Security Bsides Las Vegas 2024

Chrome Cookie Theft on macOS, and How To Prevent It
2024-08-06 , Florentine A

If you had a shell on someone’s MacBook, could you read their Chrome cookies? This talk will survey a broad set of techniques that will do just that. Then, I’ll share my experience using open-source tools like Santa and osquery to prevent and detect these attacks on macOS.


In this talk, I share my experience trying to prevent cookie exfiltration on employee laptops at Figma.

My goal was to make it hard for malware on a coworker's MacBook to read their Chrome cookies, even if it was running as their user.

Now, Chrome already encrypts your cookies on disk with an encryption key that lives in your login keychain. The keychain will only give that encryption key to a process that's code-signed as Chrome. That's a great start!

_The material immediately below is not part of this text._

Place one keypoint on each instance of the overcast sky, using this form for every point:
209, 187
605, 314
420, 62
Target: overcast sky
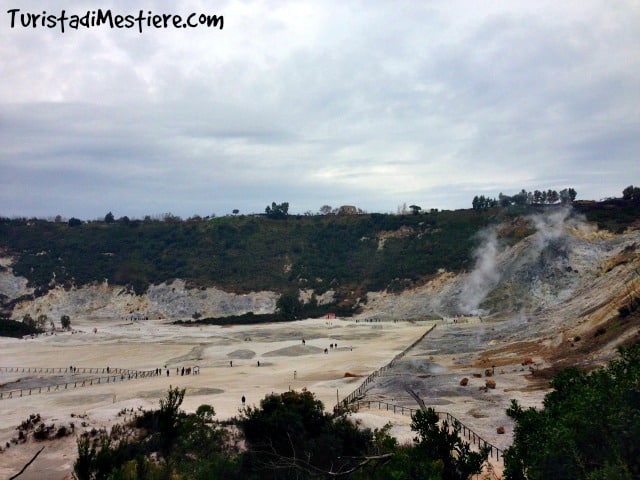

But it turns out, there are a bunch of ways that malware can get Chrome to decrypt your cookies and hand them over. I'll cover well-known cookie theft techniques (like using the Remote Debugger), as well as some new methods I came up with.

If you come to this talk, you'll learn:
- How malware can steal cookies on Chromium-based browsers (including Electron apps)
- How to prevent cookie theft, using Santa File Authorization and Chrome Enterprise flags
- How to detect cookie theft, using osquery

Nick is an engineer on Figma's Security Team. He's been working on security teams at SaaS companies since the first season of Succession came out. He spends his time helping engineers write more secure Electron apps, OAuth flows, and login code.